Mrinal Kanti Das

Projects (myself being the primary researcher)

  • Efficient differential privacy for drug sensitivity prediction
    Due to widespread digitization and automation, privacy of common people is put on risk. Blending differential privacy with Bayesian models is an elegant and promising solution to the threat. Although differential privacy is about a decade old now, but hardly any algorithm is parctically efficient. We make major breakthrough here considering the case of Bayesian linear regression we demonstrate the efficacy.

  • Ordered Stick-Breaking Prior for Sequential MCMC Inference of Bayesian Nonparametric Models Big data is now a days common place, and has drawn a great deal of research interest due to its inherent challenges. We take a different look to the problem by splitting big data into small chunks (minibatches) and process them sequentially. This allows small scale systems to process large information. Technical contribution is to develop a Bayesian nonparametric process named OSBP which leads to the scalable MCMC inference named SUMO.

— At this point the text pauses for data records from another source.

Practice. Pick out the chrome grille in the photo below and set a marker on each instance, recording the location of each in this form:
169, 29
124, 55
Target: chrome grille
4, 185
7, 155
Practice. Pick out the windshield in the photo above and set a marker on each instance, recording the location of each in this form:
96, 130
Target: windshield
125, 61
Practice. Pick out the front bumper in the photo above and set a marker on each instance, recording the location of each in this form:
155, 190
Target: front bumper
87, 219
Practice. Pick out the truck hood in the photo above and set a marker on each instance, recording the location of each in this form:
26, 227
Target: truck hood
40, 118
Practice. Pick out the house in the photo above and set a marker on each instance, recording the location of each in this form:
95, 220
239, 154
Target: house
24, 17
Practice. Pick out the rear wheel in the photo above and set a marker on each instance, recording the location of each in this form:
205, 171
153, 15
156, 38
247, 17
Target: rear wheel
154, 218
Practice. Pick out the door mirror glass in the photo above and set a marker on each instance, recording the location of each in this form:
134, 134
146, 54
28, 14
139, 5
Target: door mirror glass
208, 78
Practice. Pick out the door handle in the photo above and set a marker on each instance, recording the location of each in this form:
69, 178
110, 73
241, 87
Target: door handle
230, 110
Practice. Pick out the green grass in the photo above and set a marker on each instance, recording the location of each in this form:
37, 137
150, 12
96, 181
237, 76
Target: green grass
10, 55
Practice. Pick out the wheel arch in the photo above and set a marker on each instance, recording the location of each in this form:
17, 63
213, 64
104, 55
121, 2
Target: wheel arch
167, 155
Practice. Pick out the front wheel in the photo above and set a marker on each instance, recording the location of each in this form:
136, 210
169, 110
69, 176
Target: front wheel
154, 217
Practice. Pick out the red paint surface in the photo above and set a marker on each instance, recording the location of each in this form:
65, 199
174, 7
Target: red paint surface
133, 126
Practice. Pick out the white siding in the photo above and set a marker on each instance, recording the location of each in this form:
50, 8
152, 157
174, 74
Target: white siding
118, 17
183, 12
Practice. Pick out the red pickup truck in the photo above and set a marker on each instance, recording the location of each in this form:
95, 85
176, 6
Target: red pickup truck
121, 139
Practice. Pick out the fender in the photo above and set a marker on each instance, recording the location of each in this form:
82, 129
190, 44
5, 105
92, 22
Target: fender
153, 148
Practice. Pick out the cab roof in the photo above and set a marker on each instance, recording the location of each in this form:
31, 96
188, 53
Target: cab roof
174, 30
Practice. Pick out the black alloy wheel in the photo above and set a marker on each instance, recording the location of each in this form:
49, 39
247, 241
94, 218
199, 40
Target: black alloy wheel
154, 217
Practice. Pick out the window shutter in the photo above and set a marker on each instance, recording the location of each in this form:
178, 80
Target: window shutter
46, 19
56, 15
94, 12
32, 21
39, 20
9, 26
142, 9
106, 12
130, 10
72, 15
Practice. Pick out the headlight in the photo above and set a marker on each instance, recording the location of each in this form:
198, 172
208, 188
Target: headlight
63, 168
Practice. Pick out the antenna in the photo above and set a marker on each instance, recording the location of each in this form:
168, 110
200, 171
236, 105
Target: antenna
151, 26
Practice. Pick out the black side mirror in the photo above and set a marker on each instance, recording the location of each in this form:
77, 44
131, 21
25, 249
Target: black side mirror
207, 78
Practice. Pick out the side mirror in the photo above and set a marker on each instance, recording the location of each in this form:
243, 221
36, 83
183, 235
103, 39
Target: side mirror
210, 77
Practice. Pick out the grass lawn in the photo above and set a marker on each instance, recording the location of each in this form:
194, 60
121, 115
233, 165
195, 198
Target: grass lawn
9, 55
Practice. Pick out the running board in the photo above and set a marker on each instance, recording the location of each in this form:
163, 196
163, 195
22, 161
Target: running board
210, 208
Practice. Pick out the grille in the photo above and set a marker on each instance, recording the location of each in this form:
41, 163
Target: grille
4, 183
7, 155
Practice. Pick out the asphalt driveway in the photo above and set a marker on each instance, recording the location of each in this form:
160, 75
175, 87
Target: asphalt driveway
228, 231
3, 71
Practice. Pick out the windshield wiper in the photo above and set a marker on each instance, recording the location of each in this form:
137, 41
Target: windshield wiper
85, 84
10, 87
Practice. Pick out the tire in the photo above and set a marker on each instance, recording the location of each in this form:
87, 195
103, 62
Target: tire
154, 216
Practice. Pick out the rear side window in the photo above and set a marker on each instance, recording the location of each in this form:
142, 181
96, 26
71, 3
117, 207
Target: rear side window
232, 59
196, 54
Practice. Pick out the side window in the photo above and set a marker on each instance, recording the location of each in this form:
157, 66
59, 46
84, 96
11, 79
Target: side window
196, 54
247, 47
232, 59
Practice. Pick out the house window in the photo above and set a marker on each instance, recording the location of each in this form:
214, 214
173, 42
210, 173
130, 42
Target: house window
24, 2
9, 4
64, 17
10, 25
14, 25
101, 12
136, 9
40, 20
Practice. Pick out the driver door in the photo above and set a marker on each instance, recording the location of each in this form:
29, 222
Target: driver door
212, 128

  • Subtle topic models (STM)
    Subtle topics are prominently present neither in the corpus nor in any single document. It is hard to detect such topics due to their subtle presence motivating the name. However a subtle topic despite being rare may have significant information. We propose STM to discover such topics. more details.

  • Specific correspondence topic models (SCTM)
    Correspondence between a news article and a comment can be specific in nature i.e. the comment may be related only to a very small part of the article which may not be contiguous. Similar relationship can be found in paper-bibliography, image-tags etc. We call such relationships as specific correspondence and propose SCTM to model it. more details.

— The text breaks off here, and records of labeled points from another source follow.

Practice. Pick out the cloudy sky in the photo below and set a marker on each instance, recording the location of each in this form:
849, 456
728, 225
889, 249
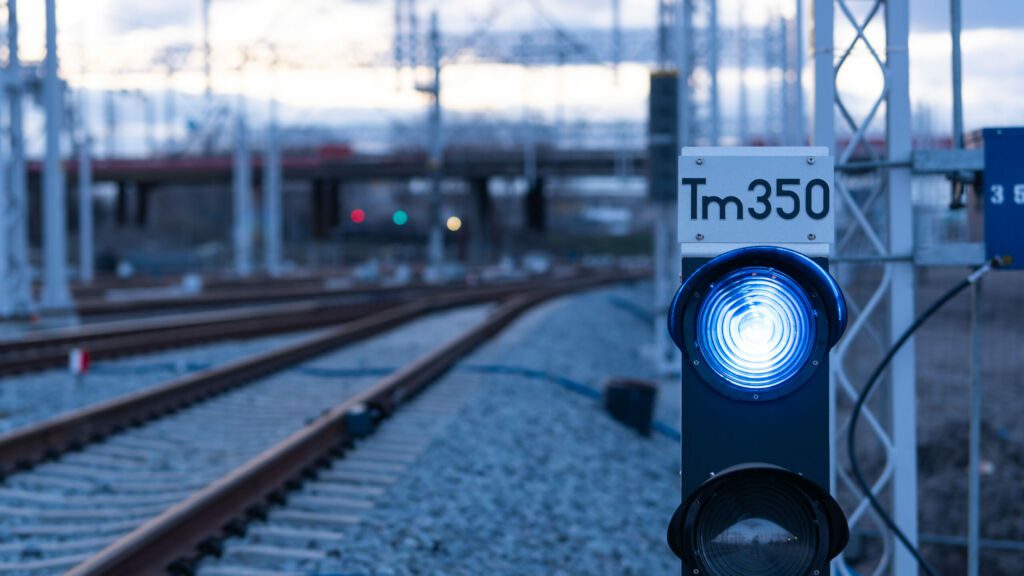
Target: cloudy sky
326, 51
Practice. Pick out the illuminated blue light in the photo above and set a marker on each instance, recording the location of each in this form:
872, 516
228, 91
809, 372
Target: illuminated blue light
756, 328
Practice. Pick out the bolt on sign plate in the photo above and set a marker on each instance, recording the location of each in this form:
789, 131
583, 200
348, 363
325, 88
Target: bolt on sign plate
780, 196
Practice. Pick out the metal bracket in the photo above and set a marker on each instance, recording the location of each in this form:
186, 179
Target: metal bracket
947, 161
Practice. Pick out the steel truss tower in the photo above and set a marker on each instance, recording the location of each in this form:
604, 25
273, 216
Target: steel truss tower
878, 230
15, 275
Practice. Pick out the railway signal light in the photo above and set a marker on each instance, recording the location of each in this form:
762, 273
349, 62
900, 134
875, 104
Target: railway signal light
755, 324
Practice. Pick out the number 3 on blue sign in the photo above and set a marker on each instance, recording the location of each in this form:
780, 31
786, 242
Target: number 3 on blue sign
998, 196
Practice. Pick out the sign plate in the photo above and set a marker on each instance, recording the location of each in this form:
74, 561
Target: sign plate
756, 196
1004, 192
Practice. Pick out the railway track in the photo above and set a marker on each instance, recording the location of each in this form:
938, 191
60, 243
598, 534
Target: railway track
112, 339
211, 444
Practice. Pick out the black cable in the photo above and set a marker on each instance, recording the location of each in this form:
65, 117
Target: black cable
865, 394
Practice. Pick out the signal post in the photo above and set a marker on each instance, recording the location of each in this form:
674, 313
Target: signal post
755, 319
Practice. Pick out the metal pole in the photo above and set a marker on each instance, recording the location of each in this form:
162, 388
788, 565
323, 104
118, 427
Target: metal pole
16, 279
713, 71
954, 29
788, 101
616, 35
435, 246
974, 465
824, 75
170, 112
798, 93
208, 79
207, 76
684, 64
744, 119
111, 113
901, 309
242, 195
150, 112
85, 225
824, 134
272, 212
55, 292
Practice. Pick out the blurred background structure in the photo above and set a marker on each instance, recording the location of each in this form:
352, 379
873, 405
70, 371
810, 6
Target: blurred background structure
249, 139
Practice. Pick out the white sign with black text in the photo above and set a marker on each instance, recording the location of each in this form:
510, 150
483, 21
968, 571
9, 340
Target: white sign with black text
756, 196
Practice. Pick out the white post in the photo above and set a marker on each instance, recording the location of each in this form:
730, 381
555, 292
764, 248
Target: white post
801, 118
272, 206
744, 119
242, 200
15, 281
901, 296
435, 246
85, 228
56, 294
713, 72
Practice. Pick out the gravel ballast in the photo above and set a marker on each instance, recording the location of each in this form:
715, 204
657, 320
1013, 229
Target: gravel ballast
526, 478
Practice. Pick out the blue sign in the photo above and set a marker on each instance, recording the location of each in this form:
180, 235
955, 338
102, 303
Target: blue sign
1004, 195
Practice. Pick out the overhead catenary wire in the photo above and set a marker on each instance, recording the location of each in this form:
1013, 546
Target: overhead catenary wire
865, 393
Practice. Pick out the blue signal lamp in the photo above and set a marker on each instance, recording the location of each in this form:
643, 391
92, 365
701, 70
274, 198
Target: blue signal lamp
758, 320
755, 326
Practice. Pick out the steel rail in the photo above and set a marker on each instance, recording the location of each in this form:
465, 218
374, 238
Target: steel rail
35, 443
240, 295
49, 350
164, 540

  • Context sensitive topic models (CSTM)
    Software concerns are latent intents of the programmer to develop the code. It has been observed that given the textual content of a software it is possible to infer the concerns automatically using topic models provided the code is written with meaningful identifiers. We define context of a statement as the statements around the given statement and propose to utilize the context to find the concern of a statement leading to CSTM. more details.

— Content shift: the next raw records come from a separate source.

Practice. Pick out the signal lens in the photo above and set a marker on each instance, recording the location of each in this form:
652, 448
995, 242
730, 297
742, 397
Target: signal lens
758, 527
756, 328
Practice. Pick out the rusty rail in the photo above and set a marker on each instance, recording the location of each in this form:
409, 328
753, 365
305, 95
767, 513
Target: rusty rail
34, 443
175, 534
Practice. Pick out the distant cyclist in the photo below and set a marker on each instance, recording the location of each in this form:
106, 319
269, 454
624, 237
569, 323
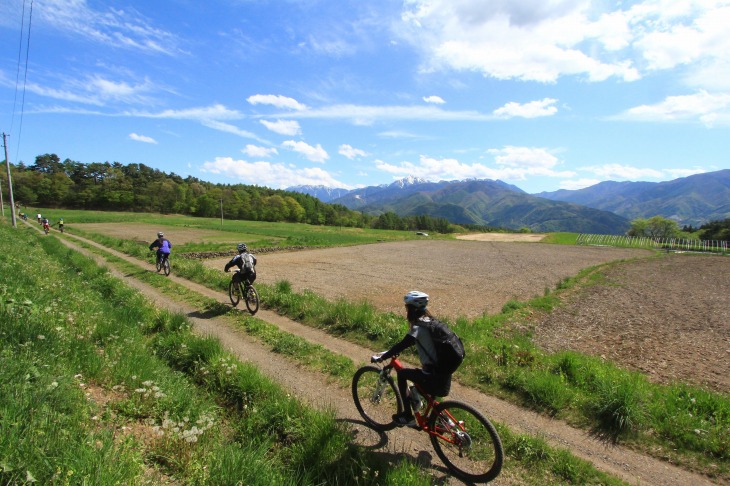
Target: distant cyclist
246, 263
163, 245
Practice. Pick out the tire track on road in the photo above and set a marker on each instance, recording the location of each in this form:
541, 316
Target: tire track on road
630, 466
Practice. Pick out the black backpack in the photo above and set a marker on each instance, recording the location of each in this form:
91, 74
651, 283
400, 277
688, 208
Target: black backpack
449, 348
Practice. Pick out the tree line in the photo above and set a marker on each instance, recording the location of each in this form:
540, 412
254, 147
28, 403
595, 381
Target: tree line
53, 183
659, 227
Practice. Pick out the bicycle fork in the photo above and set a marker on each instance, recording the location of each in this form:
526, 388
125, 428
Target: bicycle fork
381, 386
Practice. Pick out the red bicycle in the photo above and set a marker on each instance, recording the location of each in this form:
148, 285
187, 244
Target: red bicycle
463, 438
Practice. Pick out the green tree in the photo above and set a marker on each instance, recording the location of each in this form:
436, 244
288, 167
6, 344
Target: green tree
655, 227
716, 230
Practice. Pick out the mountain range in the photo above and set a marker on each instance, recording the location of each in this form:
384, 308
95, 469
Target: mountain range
605, 208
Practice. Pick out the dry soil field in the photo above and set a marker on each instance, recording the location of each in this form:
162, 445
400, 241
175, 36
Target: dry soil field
668, 317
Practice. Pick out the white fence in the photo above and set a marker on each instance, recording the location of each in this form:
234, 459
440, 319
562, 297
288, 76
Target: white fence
668, 244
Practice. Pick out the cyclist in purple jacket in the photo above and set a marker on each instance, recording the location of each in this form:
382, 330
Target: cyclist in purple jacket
163, 245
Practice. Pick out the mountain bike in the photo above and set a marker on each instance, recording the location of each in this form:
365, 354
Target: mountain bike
240, 287
463, 438
163, 263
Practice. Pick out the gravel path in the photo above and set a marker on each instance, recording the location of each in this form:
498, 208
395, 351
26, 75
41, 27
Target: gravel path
315, 389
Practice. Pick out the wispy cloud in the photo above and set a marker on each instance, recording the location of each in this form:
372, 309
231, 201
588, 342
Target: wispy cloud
283, 127
437, 100
369, 114
533, 109
705, 107
351, 152
212, 112
121, 28
510, 164
255, 151
269, 174
312, 153
277, 101
543, 41
142, 138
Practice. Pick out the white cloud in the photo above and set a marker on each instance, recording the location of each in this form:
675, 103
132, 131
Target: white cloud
513, 164
314, 154
283, 127
269, 174
527, 158
256, 151
366, 115
527, 40
276, 100
706, 107
142, 138
626, 172
228, 128
213, 112
350, 152
437, 100
93, 90
542, 41
118, 27
678, 173
575, 184
533, 109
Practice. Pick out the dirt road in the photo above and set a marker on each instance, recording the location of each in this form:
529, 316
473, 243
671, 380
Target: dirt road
315, 389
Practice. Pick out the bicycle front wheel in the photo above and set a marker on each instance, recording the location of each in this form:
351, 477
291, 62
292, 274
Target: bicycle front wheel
234, 292
376, 397
252, 300
466, 441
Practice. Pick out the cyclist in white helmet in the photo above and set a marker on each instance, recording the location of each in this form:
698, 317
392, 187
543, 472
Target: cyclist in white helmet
434, 383
246, 263
163, 246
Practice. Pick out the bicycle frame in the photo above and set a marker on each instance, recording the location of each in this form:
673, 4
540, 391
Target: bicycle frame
423, 414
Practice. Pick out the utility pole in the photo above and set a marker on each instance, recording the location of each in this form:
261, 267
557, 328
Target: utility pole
10, 184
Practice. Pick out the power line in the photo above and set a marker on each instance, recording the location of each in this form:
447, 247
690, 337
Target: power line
25, 75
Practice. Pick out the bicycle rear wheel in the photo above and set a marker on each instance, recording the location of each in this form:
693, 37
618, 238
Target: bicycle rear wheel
376, 398
252, 299
466, 441
234, 292
166, 266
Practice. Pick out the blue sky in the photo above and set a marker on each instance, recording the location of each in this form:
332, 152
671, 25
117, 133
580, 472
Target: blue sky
542, 94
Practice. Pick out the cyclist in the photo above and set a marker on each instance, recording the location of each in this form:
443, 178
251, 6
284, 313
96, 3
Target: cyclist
163, 246
434, 383
246, 263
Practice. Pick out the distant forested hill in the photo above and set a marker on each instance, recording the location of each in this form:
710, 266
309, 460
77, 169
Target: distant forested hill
692, 200
137, 187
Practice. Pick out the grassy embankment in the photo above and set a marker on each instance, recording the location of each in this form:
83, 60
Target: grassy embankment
99, 387
531, 459
680, 423
257, 234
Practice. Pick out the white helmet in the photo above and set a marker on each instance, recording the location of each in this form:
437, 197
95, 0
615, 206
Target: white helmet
417, 299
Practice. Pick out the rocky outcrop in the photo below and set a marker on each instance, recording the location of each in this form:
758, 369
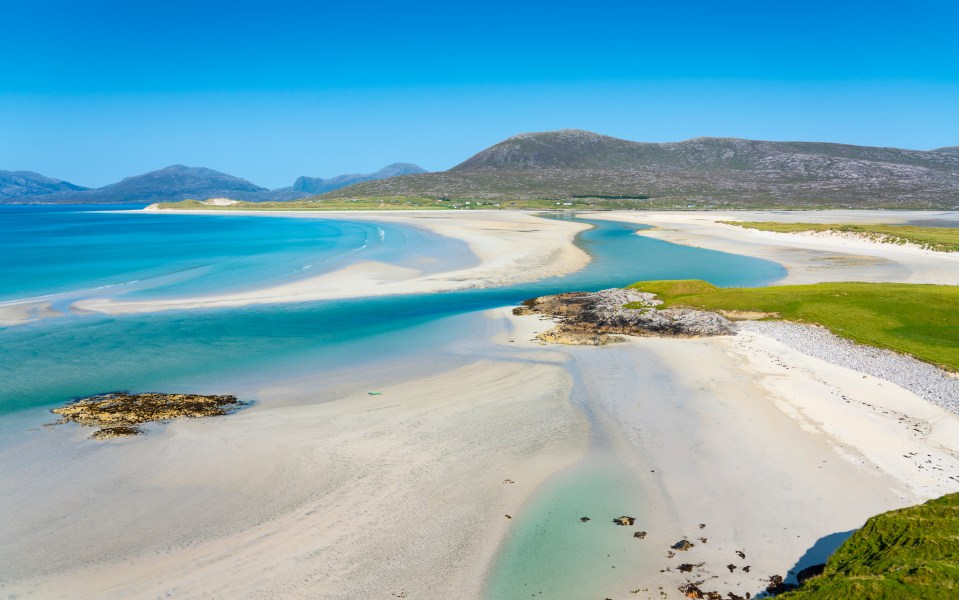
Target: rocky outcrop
596, 318
119, 414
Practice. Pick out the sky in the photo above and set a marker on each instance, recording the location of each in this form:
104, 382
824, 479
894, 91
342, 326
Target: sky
93, 91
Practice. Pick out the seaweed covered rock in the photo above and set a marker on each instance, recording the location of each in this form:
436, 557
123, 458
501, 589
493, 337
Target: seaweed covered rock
594, 318
119, 414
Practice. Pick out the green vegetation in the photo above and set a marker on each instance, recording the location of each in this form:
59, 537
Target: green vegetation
941, 239
920, 320
907, 553
373, 203
701, 173
410, 203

  • Classification of text documents without any labelled data
    It is expensive and some times near impossible to generate labelled training data given explosion in text information at present whether it be blogs, comments to news, software codes or websites. However classification is a basic step in many situations where the user is expected to have idea of the categories she wants the documents to be classified into. We propose to provide few descriptive words for each category and that can lead to excellent classification accuracy which can be very close to supervised methods like SVM which used labelled training data. more details.

  • Multi-lingual hier-archical topic models
    Hier-archy of topics are useful representation of any corpus, where topics near the root present general topics and topics away from the roor describe more specific topics. For example, sports will be in some higher level of the tree than that of football. Nested Chinese restaurant process (nCRP) is well known to model such hierarchy for mono-lingual scenario. I am working on extending nCRP for learning the hierarchy in multi-lingual scenario where each node in language 1 will have a correspondence node in language 2. more details.